The recent surge of interest in Large Language Models (LLMs) like GPT-4 has motivated me to set aside my mathematical research for a time and focus instead on A.I. The current LLM revolution does not seem to be a passing fad.
I’m predicting not one, but three A.I. revolutions that I expect to follow in fairly short order:
- The Large Language Model Revolution
- The Machine Vision Revolution
- The Personal Robotics Revolution
The current LLM revolution, triggered by OpenAI’s GPT-3 and GPT-4 models, is based on the Transformer architecture introduced in the 2017 paper “Attention is all you need”.
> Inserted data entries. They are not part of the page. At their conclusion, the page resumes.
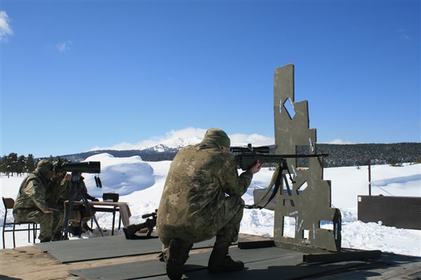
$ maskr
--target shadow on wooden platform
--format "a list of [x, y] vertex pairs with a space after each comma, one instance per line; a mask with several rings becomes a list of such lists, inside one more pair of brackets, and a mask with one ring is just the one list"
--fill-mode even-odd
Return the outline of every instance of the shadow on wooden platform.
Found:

The attention mechanism allows the neural network architecture to select a small subset of its state space for processing. One model I’ve studied can use attention to pick six parameters out of 8,192. Much as a human being could not simultaneously process all of the words on a printed page, attention allows a neural network to focus on a small subset of its state. This technique considerably reduces the number of parameters required (six instead of 8,192), which is a big win since the number of parameters is already huge (billions or even trillions).
This approach has been stunningly successful in building interactive language models that respond to instructions much like a human. Of course, the current LLMs make all kinds of mistakes and require significant computation resources to operate. Training them requires massive computational resources that are currently beyond the reach of most software developers.
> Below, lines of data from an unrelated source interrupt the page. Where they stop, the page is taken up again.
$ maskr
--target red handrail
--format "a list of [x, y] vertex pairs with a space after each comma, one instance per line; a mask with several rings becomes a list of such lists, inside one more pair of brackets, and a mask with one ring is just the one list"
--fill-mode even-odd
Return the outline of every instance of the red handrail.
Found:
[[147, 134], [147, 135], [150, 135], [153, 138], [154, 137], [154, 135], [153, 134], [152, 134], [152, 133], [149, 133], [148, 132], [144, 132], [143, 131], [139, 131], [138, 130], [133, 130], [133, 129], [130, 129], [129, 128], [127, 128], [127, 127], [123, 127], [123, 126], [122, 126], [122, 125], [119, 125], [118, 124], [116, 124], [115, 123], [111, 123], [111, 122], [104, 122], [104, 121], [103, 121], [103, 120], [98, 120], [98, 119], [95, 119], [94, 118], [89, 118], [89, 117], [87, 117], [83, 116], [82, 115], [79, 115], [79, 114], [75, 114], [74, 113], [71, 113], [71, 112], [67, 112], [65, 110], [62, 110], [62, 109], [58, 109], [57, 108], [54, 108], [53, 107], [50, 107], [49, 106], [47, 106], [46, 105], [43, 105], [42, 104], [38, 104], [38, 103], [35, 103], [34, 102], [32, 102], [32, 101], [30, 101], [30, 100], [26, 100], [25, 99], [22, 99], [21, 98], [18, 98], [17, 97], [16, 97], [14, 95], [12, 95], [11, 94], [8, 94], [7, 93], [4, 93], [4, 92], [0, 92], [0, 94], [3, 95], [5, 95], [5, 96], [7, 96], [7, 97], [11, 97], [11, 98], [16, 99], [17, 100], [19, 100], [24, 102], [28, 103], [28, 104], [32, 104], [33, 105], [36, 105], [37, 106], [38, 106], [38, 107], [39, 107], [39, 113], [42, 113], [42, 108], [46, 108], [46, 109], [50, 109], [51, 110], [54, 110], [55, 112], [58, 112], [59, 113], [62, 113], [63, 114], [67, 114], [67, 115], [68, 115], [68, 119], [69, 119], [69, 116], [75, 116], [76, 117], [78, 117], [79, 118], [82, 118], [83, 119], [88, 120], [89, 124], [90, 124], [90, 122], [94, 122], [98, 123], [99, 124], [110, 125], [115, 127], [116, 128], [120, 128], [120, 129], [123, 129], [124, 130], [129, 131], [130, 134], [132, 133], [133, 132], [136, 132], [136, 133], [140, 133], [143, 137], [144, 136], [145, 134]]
I suspect that the same transformer architecture can be used effectively for machine vision, since the human brain probably uses the same basic neural network architecture for language, speech, and visual recognition. Vision recognition seems like another task that requires focusing attention on a small subset of a large and complicated collection of data. Human visual recognition seems to be based on a complex model of our surrounding world that we develop over years. Optical illusions demonstrate that our vision system is based not on processing massive amounts of data, but rather matching that data to our pre-trained visual model.
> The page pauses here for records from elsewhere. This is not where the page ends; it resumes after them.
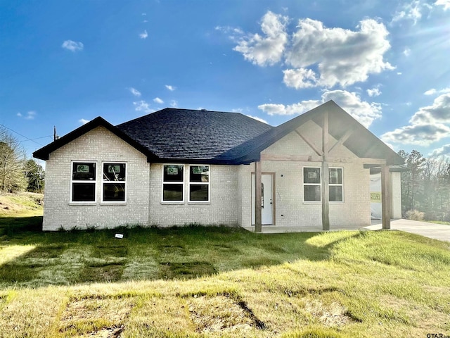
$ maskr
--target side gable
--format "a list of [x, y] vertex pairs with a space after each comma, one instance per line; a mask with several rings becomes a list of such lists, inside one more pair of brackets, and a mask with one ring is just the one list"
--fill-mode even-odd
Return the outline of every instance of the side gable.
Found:
[[261, 151], [295, 131], [307, 121], [323, 127], [323, 115], [328, 113], [330, 134], [359, 158], [386, 159], [387, 165], [403, 164], [404, 161], [367, 128], [334, 101], [329, 101], [304, 114], [268, 130], [263, 134], [232, 149], [236, 162], [248, 163], [259, 161]]
[[33, 153], [33, 156], [36, 158], [46, 161], [49, 159], [51, 153], [99, 126], [104, 127], [117, 137], [123, 139], [124, 142], [135, 148], [136, 150], [141, 151], [147, 156], [147, 161], [148, 162], [158, 161], [158, 158], [154, 154], [146, 148], [142, 146], [139, 143], [136, 142], [134, 139], [131, 139], [130, 137], [114, 127], [100, 116], [55, 140], [49, 144], [47, 144], [40, 149], [37, 150]]

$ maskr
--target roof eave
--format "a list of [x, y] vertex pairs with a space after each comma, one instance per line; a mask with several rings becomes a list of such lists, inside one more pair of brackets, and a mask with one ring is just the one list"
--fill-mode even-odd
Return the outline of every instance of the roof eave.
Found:
[[146, 155], [146, 156], [147, 156], [148, 162], [153, 162], [158, 160], [158, 157], [156, 155], [143, 146], [139, 142], [131, 139], [125, 133], [114, 127], [109, 122], [108, 122], [101, 116], [94, 118], [91, 121], [88, 122], [87, 123], [82, 125], [75, 130], [72, 130], [68, 134], [66, 134], [65, 135], [47, 144], [46, 146], [43, 146], [40, 149], [37, 150], [33, 153], [33, 157], [39, 158], [40, 160], [47, 161], [50, 158], [50, 154], [52, 152], [65, 146], [69, 142], [71, 142], [74, 139], [77, 139], [86, 132], [96, 128], [97, 127], [101, 126], [105, 127], [110, 132], [115, 134], [117, 137], [122, 139], [125, 142], [128, 143], [130, 146], [133, 146], [136, 150]]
I expect that we’ll soon see impressive advances in machine vision recognition, with large parameter machine vision models being developed with human-like capability to recognize the contents of images. Small- and medium-sized machine vision models should be useful for more specialized tasks, such as observing an assembly line or a kitchen. This will constitute the Machine Vision Revolution, and it is likely already under way.
Once the transformer architecture has been effectively applied to build machine vision models, the major remaining challenge will be to optimize them so that they can recognize video in real-time. This is the primary current obstacle to robotics. Actually building a robot arm, for example, is fairly easy, but figuring how to direct it is much harder. Consider how difficult everyday tasks are for the blind. Once comprehensive machine vision can be done in real-time, the Personal Robotics Revolution should soon follow.
Let me end on a note of warning for the free software community. OpenAI is well ahead of us in Large Language Models, and Boston Dynamics is well ahead of us in robotics. Advanced neural network architectures appear to be significantly different from compilers and operating systems in that their massive compute requirements put them out of reach of the average small developer. To truly master this technology, we must train our own models, and probably lots of them, in order to understand how they work. A distributed machine learning system, based on something like BOINC, might allow us to combine the computing power of many smaller computers to train these models without spending millions of dollars.
To those open source advocates who seem to be content with pre-trained models like Falcon and LLaMA, I would like to ask a question:
Would a leaked version of Intel C++ Compiler be a suitable replacement for gcc?